At times I have felt like a voyeur on developments within human rights, particularly when it came to advancements concerning LGBTQIA+ issues. An acronym that seems to get larger by the day: LGBTQIA+ is a broad umbrella term used to describe a heterogeneous group. Furthermore, as Brit-Asian Muslim; I wanted a completely separate umbrella of my own! A welcomed umbrella because in my life, when it rained – it poured. Having no BME role models, didn’t help. My road to Damascus moment came in 1987 with: ‘My Beautiful Launderette’. A screenplay written by Hanif Qureshi; it literally lay bare the whole notion of interracial gay relationships (something that would be replicated quarter of a century later by the writers of Eastenders). The aforementioned exceptions were the only time experiences like mine’s have been reflected in the media. Through my subsequent work as an activist I’ve begun to understand that these experiences were non to common.

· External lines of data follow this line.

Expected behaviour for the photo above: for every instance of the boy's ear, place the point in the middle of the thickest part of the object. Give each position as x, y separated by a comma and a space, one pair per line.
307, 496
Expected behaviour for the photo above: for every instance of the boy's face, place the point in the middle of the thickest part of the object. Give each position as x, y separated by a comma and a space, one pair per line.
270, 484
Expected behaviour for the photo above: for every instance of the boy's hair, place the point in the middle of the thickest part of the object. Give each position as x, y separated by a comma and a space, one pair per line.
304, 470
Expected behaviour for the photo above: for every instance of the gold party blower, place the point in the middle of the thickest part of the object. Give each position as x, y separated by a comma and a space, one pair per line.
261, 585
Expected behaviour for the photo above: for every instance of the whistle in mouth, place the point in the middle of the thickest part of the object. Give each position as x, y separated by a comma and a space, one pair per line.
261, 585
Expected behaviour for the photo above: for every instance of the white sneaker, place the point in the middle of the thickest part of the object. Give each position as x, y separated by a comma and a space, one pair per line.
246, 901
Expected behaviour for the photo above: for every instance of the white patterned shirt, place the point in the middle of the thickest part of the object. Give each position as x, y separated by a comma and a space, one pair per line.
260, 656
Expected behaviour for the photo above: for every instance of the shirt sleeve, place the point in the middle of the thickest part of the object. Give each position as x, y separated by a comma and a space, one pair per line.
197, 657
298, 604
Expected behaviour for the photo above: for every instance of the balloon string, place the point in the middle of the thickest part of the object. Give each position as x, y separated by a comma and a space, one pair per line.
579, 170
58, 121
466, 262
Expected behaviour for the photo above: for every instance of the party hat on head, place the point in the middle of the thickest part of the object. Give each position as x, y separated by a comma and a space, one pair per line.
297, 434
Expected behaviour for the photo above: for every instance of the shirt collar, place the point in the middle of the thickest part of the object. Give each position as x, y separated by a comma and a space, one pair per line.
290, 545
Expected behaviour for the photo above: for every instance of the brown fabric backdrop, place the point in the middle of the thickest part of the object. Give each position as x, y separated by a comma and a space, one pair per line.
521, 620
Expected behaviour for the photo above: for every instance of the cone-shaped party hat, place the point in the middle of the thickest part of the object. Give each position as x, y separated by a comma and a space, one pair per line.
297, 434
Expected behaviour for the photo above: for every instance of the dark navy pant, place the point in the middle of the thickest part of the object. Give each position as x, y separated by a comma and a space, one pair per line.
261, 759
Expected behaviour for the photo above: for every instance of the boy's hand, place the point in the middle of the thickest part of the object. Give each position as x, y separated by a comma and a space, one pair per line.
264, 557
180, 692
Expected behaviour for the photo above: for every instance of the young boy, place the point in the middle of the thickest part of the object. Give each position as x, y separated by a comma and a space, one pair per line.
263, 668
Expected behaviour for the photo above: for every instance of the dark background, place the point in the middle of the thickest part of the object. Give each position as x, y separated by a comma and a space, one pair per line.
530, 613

Factual events were also making their mark on my impressionable psyche during my formative years in the 1980’s. Watching the Gay Liberation movement make their inlays into British culture, was exhilarating, to say the least. My friend and colleague – Peter Tatchell, was at the forefront of developments, and had been since the 1970’s. His organisation Outrage campaigned vigorously for equal rights. Outrage famously threatened to out closet public and religious figures and once interrupted a church service by the Archbishop of Canterbury. The following timeline depicts momentous developments, which occurred in my lifetime:
- 1994 – Age of consent lowered from 21 to 18
- 2000 – age of consent equalised to 16
- 2000 – Section 28 repealed
- 2000 – Military acknowledges gay servicemen and women
- 2004 – Civil Partnerships introduced
- 2005 – Gender transition legally recognised
- 2014 – Same-sex marriage bill enacted
An armchair critic up to the age of 30. I finally decided to take the plunge and come out publicly in 2004. I had been out to close friends and family for a decade. The catalyst for my activism was the Islamist movement and its growing influence within communities like mine in Luton. Their first targets were women and homosexuals; then anybody that didn’t agree with their warped world view. I decided to stand up and be counted, put my head above the parapet. Sick and tired of being just a voyeur of world events, I drew on my experiences and became involved. Thanks to Peter Tatchell and his foundation (PTF) I’ve been given a platform for change. The campaigning began with Gays & Muslims Unite, which has now morphed into LGBT-Muslim Solidarity.
PTF have been outspoken on homophobia within the Muslim community; Islamophobia in the mainstream and human rights in general. As a practitioner in the arts, my personal activism incorporates humanity and the humanities.